After hand washing was instituted, the mortality rate in the doctor’s ward declined 90%. A year following this discovery, the mortality rate dropped down to zero for at least two months.
The handwashing regime implemented with a chlorine rinse improved the quality of care given to mothers, chemist Louis Pasteur wouldn’t have discovered germ theory until over 20 years later. What the doctor had was more than 18 months of statistical data showing his hand washing approach worked and that such practices could save the lives of thousands of expectant mothers. He had the truth—but it wasn’t enough.
The Story
Rather than lauding Semmelweis’s valuable discovery and adopting his methods throughout the world, he faced sharp criticism, ridicule and resistance from the established medical community. Semmelweiss’s step towards germ theory was in sharp opposition to the narrative that sickness came from “bad air,” and when he left the hospital, his colleagues resumed their original practice. American obstetrician of the time, Charles Meigs’s rebuke was clear: “Doctors are gentlemen and a gentleman’s hands are clean.”
The Vienna teaching hospital was the primary cause of the deaths of lower class women’s lives. Lives that could have been saved improved hygiene from the physicians caring for them. Eventually, Semmelweiss died a pariah in the eyes of the medical community. He ultimately died of the yet-named pathogen he obsessed over his whole life: sepsis.
Ni Una Menos – Story and Data in Harmony:
The Story
In 2015, the brutal murder of a 14-year-old Argentinian sparked a movement. Chiara Páez, was beaten to death by her 16 year old boyfriend, she was pregnant at the time. Her death, along with other high-profile murders of young women across Argentina, was a breaking point for women. In Argentina one woman is killed every 32 hours.
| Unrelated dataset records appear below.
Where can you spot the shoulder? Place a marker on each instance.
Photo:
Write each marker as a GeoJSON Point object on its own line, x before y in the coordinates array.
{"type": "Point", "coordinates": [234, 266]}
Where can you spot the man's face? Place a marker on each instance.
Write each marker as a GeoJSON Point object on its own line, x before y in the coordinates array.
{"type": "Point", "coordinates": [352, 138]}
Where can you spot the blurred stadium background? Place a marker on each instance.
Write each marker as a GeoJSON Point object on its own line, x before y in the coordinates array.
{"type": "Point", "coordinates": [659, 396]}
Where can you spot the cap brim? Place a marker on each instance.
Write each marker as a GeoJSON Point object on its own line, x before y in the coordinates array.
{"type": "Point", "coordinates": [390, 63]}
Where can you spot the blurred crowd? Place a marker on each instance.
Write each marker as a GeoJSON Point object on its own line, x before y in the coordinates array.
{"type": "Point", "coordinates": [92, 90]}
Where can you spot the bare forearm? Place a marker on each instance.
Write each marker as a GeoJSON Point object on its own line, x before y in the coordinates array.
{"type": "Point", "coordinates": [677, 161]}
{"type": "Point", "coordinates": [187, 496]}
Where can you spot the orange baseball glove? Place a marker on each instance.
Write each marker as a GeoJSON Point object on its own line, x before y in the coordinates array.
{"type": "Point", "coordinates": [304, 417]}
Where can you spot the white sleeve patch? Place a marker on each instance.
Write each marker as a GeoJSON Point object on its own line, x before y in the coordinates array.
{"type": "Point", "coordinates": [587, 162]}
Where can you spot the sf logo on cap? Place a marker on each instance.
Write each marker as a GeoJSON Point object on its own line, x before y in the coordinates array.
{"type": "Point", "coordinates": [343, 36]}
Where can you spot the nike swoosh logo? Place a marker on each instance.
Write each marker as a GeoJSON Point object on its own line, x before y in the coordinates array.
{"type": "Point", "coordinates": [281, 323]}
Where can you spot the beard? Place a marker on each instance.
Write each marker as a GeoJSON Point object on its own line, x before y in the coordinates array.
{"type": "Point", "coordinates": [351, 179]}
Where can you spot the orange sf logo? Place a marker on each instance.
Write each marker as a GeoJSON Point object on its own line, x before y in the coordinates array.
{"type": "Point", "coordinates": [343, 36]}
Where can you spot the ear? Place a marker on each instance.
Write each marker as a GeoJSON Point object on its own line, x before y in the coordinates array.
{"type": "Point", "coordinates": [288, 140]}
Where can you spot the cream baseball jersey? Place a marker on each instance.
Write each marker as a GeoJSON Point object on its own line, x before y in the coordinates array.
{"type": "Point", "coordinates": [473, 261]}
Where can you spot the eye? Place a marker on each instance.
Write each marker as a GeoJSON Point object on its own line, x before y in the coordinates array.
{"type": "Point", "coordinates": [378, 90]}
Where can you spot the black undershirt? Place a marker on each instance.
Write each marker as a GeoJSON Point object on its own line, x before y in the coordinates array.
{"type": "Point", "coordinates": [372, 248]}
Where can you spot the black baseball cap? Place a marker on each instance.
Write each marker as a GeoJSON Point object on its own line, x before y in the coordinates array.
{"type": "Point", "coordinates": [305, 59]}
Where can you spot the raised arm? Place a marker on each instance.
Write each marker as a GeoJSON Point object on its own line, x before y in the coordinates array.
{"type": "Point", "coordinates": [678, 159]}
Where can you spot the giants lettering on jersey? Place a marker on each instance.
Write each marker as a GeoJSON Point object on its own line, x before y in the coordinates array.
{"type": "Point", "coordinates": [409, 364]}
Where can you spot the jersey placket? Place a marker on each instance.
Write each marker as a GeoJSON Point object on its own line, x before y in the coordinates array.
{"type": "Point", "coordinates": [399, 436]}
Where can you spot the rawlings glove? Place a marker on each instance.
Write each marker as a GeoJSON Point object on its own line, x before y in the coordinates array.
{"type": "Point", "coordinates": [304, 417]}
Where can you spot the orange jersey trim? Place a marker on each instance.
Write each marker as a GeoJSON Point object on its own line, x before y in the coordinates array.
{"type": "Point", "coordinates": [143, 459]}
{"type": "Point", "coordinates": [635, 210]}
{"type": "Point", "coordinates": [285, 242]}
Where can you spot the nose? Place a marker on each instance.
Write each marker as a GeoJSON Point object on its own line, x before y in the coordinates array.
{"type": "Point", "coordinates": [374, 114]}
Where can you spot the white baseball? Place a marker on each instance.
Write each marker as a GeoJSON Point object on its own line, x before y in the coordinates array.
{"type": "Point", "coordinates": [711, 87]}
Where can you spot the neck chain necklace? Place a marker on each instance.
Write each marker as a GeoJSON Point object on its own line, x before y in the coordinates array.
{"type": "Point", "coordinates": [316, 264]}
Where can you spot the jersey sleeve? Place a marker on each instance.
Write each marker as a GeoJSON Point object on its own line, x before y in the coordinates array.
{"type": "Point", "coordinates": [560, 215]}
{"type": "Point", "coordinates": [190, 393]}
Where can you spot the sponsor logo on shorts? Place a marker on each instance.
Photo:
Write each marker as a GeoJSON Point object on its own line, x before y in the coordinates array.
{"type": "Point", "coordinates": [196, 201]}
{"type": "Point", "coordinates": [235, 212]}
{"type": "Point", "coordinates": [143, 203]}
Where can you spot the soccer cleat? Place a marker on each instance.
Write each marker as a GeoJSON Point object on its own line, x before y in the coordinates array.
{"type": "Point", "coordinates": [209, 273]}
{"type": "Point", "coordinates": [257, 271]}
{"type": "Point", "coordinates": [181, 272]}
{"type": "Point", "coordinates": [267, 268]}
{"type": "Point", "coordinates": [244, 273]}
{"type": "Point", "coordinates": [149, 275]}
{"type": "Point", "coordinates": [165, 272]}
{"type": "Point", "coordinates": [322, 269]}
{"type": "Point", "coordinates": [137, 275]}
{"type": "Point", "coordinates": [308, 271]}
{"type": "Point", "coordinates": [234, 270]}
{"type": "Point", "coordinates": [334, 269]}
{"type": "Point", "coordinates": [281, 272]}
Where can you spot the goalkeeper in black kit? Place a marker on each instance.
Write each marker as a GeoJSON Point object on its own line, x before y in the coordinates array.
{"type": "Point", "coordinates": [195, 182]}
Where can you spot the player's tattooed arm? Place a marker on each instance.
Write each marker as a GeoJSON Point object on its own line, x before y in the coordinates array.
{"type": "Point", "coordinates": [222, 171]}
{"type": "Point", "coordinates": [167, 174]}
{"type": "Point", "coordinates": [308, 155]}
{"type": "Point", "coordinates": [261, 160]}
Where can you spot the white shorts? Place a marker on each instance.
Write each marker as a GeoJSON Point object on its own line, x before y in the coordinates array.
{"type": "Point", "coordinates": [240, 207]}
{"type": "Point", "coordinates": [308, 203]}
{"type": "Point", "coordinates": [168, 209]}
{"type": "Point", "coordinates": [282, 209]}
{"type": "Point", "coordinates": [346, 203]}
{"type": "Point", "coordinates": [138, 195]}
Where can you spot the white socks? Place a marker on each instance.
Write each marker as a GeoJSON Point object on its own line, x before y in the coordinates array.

Following the murders, tens of thousands of women took to the Argentinian streets in protest. Holding signs reading Ni Una Menos, or Not One Less, women young and old came together to demand systemic change.
The Data
The practice of data activism became a critical form of feminist resistance–activists and partners created a nationwide citizen index of reliable data, the Observatory of Femicide, providing people powered data to media outlets for reports on gendered violence.The project generated national statistics to expose the sheer scale and nature of gendered violence, and Within the three month period, over 60,000 responses were collected from women all over the country.
The results were sobering; over 97% of the women who completed the survey suffered some kind of gender violence, but only 5% had reported it to the police. Over 20% said they were violated.
#NiUnaMenos presented the results on International Day for the Elimination of Violence Against Women, and the survey exposed these violations, applied pressure to civil society and authorities, and demanded change.
So now you’ve seen what stories backed (or not) by data can do. They can create (or destroy) fortunes. They can build (or kill) reputations. And they can expose truths that save millions of lives. So go forth–build your story. But please, do your research.